Empty pattern: This pattern is used if you omitted a pattern in your rule. It matches every record.
Regular expression pattern: These allow you to use regular expressions to define your patterns.
Expression pattern: If the value of the expression is non-zero or non-null the pattern is considered a match.
Range pattern: These patterns consists of two patterns separated by a comma. The first pattern denotes the start of the range and the second pattern denotes the end of the range.
Built in special patterns. These patterns are built into AWK. The two most commonly used are BEGIN and END. They allow you to run actions before the first and after the last record is read. This is useful to initialize variables, perform cleanup, and such.

Have a look at an example of each of the patterns below.

# The empty pattern
{print "The empty pattern is always true: " $0}

# Regular expression pattern
/second/ {print "A line matched the regex: " $0 }

# An expression pattern
NR == 1 { print "The first line: " $0}

# A range pattern consisting of two expression patterns
NR == 2, NR == 3 { print "In range as NR is " NR ": " $0}

# Special patterns
BEGIN { print "Before everything else" }
END { print "After everything else" }

If we run that on the example input from before we get the following output.

Before everything else
The empty pattern is always true: This is the first line
The empty pattern is always true: This is the second line
A line matched the regex: This is the second line
In range as NR is 2: This is the second line
The empty pattern is always true: This is the third line
In range as NR is 3: This is the third line
After everything else

Actions

The purpose of an action is to tell awk what to do once a match for the pattern is found.

An action consists of one or more AWK statements, enclosed in braces. The statements are separated by newlines or semicolons.

There are six kinds of statements. This is where it becomes apparent that AWK is a full-blown programming language, so I’ll keep it short.

Expressions. Calling functions and assigning values to variables.
Control statements. Your usual control-flow constructs like if, for, while, etc.
Compound statements. Simply used to group statements together, which you’ll most likely need if you use any control statements. It’s simply a pair of braces with statements separated by newlines or semicolons.
Input statements. These statements allow you to read input from stdin or files.
Output statements. These are used to print to stdout. You’ll already seen the use of print in all of the examples so far.
Deletion statements. These are for deleting array elements.

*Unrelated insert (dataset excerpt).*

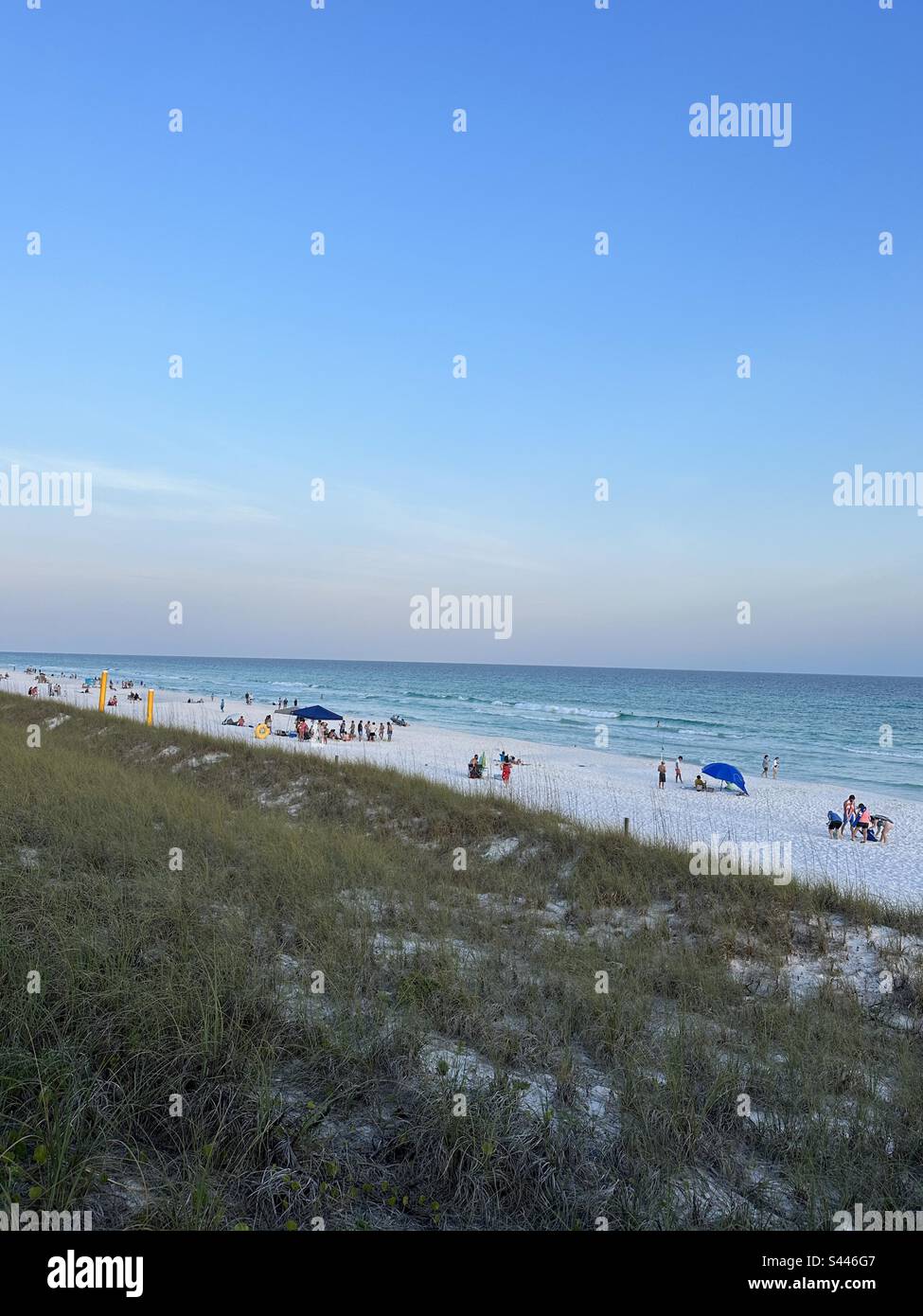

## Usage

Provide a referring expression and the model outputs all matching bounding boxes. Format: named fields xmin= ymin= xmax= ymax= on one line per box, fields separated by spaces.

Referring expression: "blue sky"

Here’s an examples I made up to make it concrete. The program counts the total number of words in lines that contain six or more words. The Wikipedia page on AWK also has a few sample programs that might be useful.

BEGIN {
    skipped = 0
    long_lines = 0
    count = 0
}

NF <= 5 { skipped++ }
NF > 5 {
    long_lines++
    count += NF
}

END {
    print "Skipped " skipped " lines as they were too short"
    print "Found " long_lines " with a total of " count " words!"
}

Have a look at the manual if you want to know more about actions.

Useful built-in variables & functions

You can find the full list of built-in variables here. These are the ones that you’ll most likely need.

FS: The field separator
RS: The record separator
NF: The number of fields in the current record
NR: The number of the current record, starts at 1.

You can find the full list of built-in functions here.

gsub(regexp, replacement [, target])
The taget is optional, if left out it will default to $0. An example would be gsub(/my-regex/, "replacement", $3)
length([string]).
Computes the length of the input string. The argument is optional, it will default to $0

Explaining the example

Alright, let’s try to dissect the example to see if we can make any sense of it.

{gsub(/:.*/," ")}1

This AWK program consists of two rules. {gsub(/:.*/," ")} and 1. The first rule has omitted the pattern and as such it uses the empty pattern. The second rule has omitted the action which means AWK will use the default action. Additionally the taget argument to gsub has been omitted which means that it will default to $0. Let’s make all of this explicit.

{gsub(/:.*/," ", $0)}
1 { print $0 }

Now that everything is explicit it’s a bit more clear that AWK will run the regular expression substitution on the current record and then print it.